Auf dem Nachhauseweg wollte Tina wissen, wie ihm der Abend gefallen habe.

„Ich wünschte mir, dass mein Vater ein bisschen so wie deiner wäre“, sagte Frank. Mit dieser Antwort war Tina zufrieden.

Am Sonntag kam Frank abends mit seinem Koffer zu Tina. Als er von zu Hause losgegangen war, hatte sein Vater von ihm wissen wollen, ob er denn unbedingt die letzte Nacht bei Tina verbringen müsse.

„Unbedingt“, war seine Antwort gewesen, und er war gegangen.

Tinas Tisch war festlich gedeckt.
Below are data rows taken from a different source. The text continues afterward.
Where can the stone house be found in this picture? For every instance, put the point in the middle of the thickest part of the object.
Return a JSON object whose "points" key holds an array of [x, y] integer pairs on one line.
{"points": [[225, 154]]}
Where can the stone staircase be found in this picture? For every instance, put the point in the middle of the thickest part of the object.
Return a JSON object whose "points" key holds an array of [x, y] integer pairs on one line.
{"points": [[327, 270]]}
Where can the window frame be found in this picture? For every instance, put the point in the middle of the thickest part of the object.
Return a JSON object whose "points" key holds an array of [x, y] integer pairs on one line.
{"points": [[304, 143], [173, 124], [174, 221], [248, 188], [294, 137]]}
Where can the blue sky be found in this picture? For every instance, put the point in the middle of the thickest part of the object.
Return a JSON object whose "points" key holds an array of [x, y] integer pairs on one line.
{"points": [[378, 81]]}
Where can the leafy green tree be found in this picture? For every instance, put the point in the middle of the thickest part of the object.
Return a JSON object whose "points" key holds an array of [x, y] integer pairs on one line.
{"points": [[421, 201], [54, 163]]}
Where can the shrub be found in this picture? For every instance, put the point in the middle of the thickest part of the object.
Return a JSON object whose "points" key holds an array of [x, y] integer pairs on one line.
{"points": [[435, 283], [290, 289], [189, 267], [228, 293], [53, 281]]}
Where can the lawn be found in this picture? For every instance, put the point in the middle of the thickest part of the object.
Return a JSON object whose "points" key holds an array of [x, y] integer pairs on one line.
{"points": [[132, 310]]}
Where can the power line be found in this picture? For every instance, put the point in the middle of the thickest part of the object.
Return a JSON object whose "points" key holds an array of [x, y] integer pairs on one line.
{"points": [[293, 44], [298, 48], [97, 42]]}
Weingläser, Servietten, allerlei leckere Sachen, das warme Licht einer Kerze erzeugte eine anheimelnde Atmosphäre.

„Soll ich dich morgen früh zum Bahnhof bringen, Soldat?“

„Lieber nicht“, sagte Frank.

„Aber gleich, wenn du angekommen bist, schreibst du mir.“

„Ehrenwort.“

Tina pustete die Kerze aus.

4

Frank ist gerade zwei Tage weg, und schon ist mir, als hätte ich ihn hundert Jahre nicht gesehen. Eigentlich habe ich am Wochenende dienstfrei, werde mich aber um wenigstens einen Dienst bemühen, sonst fällt mir die Decke auf den Kopf. Ob ich am Sonntag nach Stückow fahre, vielleicht kriege ich Frank zu sehen?